A new stream of stars has been found running through the constellation Aquarius, and astronomers think the group is all that’s left of a smaller galaxy that was recently gobbled up by our home galaxy.
Aquarius is the closest stellar stream to Earth yet found, stretching from 1,500 light-years to 30,000 light-years away, in the direction of its namesake constellation. It’s also the youngest known stellar stream, since it likely formed when a dwarf galaxy was ripped apart 700 million years ago—a mere blink of the eye in cosmic terms.
By studying the Aquarius stream and other remnants of the Milky Way’s past meals, scientists can understand not only the origins of our galaxy, but also its future.
“Our current understanding of galaxy formation does mean that our galaxy grew by merging with and eating others,” Williams said. “Eventually it’ll merge with the other big boy in the local group, the Andromeda Galaxy.
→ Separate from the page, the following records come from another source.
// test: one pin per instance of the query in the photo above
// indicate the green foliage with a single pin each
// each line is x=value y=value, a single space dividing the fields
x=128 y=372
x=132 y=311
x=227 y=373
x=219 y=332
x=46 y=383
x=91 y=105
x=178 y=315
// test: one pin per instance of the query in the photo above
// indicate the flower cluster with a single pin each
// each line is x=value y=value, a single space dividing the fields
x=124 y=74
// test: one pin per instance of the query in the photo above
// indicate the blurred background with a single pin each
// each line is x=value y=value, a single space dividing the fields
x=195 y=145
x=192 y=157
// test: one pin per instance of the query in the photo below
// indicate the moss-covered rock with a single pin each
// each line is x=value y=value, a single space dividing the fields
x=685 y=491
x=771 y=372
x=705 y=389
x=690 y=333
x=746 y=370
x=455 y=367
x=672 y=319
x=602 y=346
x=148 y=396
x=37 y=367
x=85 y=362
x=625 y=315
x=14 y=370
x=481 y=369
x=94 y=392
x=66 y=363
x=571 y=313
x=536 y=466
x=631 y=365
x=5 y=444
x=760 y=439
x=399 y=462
But that’s a long time off yet”—in about five billion years, astronomers predict.
Tiberius commented on the discovery:
“We[Earth] aren’t moving closer to the black hole. We are moving away from it.”
Yep, it definitely appears as if the black hole (center of Milky Way galaxy) is on a North-North-West trajectory. As the black hole creeps forward on this path, the stars will feel a loss of gravitational pull.